Himal-Nagrai: The mythical tale of Nagrai, a serpent who took human form in the house of a Brahmin Soda Ram and Himal, daughter of a King in Kashmir, is popular in Jammu and Kashmir. The myth goes that the two lovers married, got killed and were brought to life again by a holy man.
Padmavati-Ratan Singh: The epic poem Padmavat, written by Malik Muhammad Jaisi in Awadhi dialect in 1540 is a fictionalised version of the historic siege of Chittor by Alauddin Khilji. Khilji attacked Chittor in 1303 AD after hearing of beauty of queen Rani Padmini, the wife of King Rawal Ratan Singh. Finding the Chittor fort highly fortified, Khilji laid siege of it. When the supplies were stopped, Ratan Singh had no alternate but to open the gates and fight to the finish. Queen Padmini and wives of Chittor soldiers committed jauhar (killed themselves) to protect their honour from Khilji and his men.

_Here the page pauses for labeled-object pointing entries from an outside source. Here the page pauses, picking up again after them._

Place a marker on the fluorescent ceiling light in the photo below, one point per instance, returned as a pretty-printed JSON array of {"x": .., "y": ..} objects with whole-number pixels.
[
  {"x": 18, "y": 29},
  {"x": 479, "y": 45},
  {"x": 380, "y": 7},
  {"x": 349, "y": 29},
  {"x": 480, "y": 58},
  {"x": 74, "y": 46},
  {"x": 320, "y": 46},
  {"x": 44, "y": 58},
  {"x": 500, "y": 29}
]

Habba Khatun-Yusuf Shah Chak: Khatun alias Zoon was a 16th century Muslim poet from the village of Chandrahar of Kashmir. She was married to peasant boy who did not quite understand longings of her heart. She used to sing melancholic songs. One day, Chak who later became ruler of Kashmir, heard her songs. They got married. But Chak was arrested by Mughal Emperor Akbar and kept in confinement. The songs of Zoon are full of sorrow of separation.
Aniruddha-Usha: Usha, the daughter of Bana, the king of Sonitpur (present Tezpur in Assam), was in love with Aniruddha, the grandson of lord Krishna. The two got married but Bana imprisoned Aniruddha and sent Usha into a secret hideout. Krishna defeated Bana and reunited the lovers.